Die Entscheidung, was auf unseren Tellern landet, ist längst keine Privatsache mehr. Die Wissenschaft ist sich einig, dass unsere Ernährung maßgeblichen Einfluss auf unsere Umwelt und damit auf unsere Zukunft hat [1]. Denn die tierhaltende Landwirtschaft tötet nicht nur jedes Jahr Milliarden Lebewesen, sie gehört zu den ressourcenintensivsten und umweltschädlichsten Wirtschaftszweigen unserer Zeit [2]. Die derzeitige landwirtschaftliche Tierhaltung bedroht die Lebensgrundlagen von Menschen und Tieren und ist, zumal wir Alternativen haben, ethisch nicht zu rechtfertigen.

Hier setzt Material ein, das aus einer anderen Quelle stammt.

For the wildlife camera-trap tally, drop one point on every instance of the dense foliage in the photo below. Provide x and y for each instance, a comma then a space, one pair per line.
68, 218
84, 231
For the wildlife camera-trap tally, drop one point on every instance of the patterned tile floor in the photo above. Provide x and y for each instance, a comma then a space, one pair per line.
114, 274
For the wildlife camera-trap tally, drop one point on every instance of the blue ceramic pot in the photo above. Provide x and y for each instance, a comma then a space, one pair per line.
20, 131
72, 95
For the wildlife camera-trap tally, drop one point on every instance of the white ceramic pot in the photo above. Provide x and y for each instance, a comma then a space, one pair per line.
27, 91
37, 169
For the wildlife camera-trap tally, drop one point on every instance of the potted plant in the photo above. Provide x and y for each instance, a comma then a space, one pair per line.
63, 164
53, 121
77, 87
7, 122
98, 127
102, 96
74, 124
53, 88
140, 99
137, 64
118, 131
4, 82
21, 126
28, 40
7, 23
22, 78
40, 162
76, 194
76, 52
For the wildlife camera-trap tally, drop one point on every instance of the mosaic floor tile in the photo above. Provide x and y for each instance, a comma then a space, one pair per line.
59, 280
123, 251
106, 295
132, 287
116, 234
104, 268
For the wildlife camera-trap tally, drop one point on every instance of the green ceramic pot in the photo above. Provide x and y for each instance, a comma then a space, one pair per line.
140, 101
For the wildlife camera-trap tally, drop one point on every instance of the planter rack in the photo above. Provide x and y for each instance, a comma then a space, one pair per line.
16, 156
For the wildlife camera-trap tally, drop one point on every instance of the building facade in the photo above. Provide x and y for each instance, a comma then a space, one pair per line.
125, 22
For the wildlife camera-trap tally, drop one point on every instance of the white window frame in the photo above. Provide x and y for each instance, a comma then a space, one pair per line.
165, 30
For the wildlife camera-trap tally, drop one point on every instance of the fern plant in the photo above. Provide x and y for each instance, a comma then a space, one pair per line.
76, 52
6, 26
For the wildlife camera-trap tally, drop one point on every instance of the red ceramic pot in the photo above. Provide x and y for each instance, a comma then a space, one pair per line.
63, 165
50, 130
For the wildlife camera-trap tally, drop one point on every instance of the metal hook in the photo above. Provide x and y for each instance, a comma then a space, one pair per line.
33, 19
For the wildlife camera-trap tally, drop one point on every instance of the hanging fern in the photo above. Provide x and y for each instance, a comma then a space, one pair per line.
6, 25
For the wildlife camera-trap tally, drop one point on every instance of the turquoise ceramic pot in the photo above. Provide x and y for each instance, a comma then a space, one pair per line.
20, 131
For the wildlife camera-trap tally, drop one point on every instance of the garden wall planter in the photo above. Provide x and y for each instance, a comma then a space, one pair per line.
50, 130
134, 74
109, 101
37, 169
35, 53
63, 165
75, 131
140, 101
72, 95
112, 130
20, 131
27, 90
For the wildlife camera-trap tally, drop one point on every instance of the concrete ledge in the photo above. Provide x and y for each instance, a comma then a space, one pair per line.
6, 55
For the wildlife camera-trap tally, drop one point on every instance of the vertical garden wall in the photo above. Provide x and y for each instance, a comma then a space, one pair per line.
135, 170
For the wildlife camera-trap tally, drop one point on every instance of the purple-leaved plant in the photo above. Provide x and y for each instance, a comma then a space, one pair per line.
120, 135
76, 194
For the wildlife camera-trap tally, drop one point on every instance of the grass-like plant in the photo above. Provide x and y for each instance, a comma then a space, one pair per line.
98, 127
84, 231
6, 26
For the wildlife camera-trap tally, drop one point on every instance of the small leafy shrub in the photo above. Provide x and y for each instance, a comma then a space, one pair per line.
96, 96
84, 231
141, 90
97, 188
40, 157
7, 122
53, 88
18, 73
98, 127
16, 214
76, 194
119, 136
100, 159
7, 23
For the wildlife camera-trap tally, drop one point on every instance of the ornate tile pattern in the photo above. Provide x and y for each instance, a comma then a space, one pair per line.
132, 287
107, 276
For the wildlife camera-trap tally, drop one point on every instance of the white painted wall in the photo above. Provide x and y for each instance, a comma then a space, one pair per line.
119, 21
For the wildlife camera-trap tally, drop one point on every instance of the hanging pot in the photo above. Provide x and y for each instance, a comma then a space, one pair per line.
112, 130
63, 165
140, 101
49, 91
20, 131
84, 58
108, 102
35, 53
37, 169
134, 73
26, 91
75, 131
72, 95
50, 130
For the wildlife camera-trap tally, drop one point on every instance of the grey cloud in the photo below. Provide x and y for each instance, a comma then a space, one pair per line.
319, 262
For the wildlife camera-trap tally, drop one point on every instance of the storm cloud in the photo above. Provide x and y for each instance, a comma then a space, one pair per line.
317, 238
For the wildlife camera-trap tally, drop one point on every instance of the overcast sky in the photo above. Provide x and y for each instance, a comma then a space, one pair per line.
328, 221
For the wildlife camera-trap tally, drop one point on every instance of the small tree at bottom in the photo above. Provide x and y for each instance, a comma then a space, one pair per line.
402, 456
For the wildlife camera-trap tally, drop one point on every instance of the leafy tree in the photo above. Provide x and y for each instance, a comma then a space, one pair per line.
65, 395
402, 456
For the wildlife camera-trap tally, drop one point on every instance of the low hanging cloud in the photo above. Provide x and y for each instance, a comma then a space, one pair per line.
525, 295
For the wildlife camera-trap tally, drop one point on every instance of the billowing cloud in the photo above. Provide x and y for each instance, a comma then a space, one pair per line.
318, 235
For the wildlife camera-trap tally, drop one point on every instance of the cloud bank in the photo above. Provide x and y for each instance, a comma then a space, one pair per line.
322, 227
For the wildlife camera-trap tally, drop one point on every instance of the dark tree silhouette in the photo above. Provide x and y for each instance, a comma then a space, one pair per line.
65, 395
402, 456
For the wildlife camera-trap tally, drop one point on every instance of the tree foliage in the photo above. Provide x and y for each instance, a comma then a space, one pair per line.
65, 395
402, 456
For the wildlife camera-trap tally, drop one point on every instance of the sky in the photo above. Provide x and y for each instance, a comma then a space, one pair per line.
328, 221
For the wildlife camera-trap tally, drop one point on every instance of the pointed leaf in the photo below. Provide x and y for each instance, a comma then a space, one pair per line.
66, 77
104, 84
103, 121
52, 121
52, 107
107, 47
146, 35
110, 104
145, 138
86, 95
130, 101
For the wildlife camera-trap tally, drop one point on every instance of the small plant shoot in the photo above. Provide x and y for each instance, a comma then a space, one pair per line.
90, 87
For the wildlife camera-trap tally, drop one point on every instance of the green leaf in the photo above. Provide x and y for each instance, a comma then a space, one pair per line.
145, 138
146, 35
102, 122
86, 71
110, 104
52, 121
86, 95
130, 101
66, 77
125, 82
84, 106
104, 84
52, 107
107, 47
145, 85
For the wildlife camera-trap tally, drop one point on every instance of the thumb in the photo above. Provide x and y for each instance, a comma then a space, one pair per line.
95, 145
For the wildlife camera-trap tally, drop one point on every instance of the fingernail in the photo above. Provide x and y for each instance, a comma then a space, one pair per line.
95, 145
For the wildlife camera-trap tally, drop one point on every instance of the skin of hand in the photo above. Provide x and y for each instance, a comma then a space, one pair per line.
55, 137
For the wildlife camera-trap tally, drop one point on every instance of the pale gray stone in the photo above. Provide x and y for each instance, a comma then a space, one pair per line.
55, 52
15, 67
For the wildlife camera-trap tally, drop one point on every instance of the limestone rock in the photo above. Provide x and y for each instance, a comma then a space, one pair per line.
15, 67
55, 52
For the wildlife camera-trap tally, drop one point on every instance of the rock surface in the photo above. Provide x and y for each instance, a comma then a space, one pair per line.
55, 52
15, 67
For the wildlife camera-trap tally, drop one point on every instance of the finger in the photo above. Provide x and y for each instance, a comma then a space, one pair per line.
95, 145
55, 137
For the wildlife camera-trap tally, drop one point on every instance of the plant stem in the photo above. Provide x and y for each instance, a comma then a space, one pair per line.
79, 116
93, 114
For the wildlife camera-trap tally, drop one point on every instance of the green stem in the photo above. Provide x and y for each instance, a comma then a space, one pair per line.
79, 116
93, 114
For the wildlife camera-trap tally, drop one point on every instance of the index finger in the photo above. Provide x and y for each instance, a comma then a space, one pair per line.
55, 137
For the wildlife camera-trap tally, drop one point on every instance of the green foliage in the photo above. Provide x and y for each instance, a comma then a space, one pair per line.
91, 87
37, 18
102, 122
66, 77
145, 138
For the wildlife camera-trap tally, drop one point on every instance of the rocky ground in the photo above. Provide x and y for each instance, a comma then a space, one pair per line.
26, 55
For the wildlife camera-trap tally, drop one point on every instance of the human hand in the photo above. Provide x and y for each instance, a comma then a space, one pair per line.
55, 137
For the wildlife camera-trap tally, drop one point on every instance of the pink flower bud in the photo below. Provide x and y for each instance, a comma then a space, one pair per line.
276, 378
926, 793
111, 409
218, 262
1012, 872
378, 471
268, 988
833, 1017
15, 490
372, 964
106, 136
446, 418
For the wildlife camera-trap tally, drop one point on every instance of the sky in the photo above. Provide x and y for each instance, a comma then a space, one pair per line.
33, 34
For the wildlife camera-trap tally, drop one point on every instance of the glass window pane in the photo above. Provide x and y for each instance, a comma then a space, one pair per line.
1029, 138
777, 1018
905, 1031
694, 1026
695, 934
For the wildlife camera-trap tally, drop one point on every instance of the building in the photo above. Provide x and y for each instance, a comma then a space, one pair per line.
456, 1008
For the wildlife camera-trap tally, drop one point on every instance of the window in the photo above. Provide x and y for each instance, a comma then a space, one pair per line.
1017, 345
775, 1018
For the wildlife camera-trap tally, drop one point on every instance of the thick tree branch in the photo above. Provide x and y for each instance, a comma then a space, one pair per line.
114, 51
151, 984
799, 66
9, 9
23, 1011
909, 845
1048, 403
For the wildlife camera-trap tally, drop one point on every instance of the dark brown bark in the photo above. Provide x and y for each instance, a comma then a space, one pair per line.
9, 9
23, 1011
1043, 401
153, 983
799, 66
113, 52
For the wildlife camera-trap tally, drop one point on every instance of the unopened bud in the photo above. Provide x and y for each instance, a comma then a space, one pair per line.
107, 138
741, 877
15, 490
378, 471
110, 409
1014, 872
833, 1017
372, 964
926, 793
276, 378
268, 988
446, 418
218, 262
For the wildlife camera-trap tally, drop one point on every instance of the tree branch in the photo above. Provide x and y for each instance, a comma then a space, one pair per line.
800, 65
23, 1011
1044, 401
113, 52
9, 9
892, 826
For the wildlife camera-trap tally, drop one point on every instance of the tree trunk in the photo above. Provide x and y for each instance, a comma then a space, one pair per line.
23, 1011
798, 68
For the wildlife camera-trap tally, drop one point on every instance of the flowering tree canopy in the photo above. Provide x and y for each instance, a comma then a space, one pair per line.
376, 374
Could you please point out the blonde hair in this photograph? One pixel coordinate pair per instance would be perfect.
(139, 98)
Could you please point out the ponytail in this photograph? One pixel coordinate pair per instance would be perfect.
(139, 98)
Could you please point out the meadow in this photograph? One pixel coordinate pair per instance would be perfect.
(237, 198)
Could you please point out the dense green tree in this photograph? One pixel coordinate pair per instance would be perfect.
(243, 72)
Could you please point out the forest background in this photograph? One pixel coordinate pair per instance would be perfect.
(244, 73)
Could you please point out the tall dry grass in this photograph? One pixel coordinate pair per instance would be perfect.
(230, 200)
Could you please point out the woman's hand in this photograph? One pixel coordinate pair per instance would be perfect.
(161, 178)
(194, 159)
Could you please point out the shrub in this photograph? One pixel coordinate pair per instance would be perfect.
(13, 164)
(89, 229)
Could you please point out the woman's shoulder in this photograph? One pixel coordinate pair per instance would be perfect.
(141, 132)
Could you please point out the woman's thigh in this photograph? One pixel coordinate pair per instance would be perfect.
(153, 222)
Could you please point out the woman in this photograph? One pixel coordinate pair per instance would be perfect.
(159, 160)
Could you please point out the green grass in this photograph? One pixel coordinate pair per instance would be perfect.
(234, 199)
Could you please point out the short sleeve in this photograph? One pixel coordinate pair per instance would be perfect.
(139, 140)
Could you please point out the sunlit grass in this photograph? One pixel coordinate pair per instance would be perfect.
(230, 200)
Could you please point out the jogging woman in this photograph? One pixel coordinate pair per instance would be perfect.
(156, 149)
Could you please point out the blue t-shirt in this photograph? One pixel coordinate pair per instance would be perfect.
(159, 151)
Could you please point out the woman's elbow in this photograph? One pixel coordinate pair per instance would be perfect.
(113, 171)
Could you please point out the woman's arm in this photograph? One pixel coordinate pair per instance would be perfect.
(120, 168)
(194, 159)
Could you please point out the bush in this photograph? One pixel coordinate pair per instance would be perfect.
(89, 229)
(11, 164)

Gemeinsam ackern für die Tiere
Was wäre, wenn wir allein in Deutschland plötzlich 4,9 Millionen Hektar Landfläche zur freien Verfügung hätten, da wir Tiere nicht mehr „nutzen“? Was wäre, wenn pflanzliche Alternativen im Supermarkt immer die günstigste Option wären, da wir Milliarden an landwirtschaftlichen Subventionen in nachhaltige, tierfreie Anbauweisen investieren?
Wie der dafür notwendige Umstieg auf eine tierfreie Landwirtschaft in Deutschland gelingen kann und welche immensen Vorteile damit verbunden sind, ist Gegenstand von PETAs Ausstiegsplan aus der landwirtschaftlichen Tierhaltung.
Ausstieg aus der Tierwirtschaft: Strategien für Deutschland
Die deutsche Landwirtschaft ist nicht nur durch Klimaveränderungen gefährdet. Immer mehr Menschen akzeptieren auch das Leid der Tiere in den Ställen nicht mehr und möchten Veränderungen. Es ist Aufgabe der Politik, den Ausstieg aus der Tierhaltung und den Umstieg auf ein tierfreies Landwirtschafts- und Ernährungssystem anzutreiben, aber auch zu steuern und sozial gerecht zu gestalten. PETAs Ausstiegsplan legt die dafür notwendigen Maßnahmen und Strategien vor und zeigt ihre Vorteile für Deutschland und die Weltgemeinschaft auf.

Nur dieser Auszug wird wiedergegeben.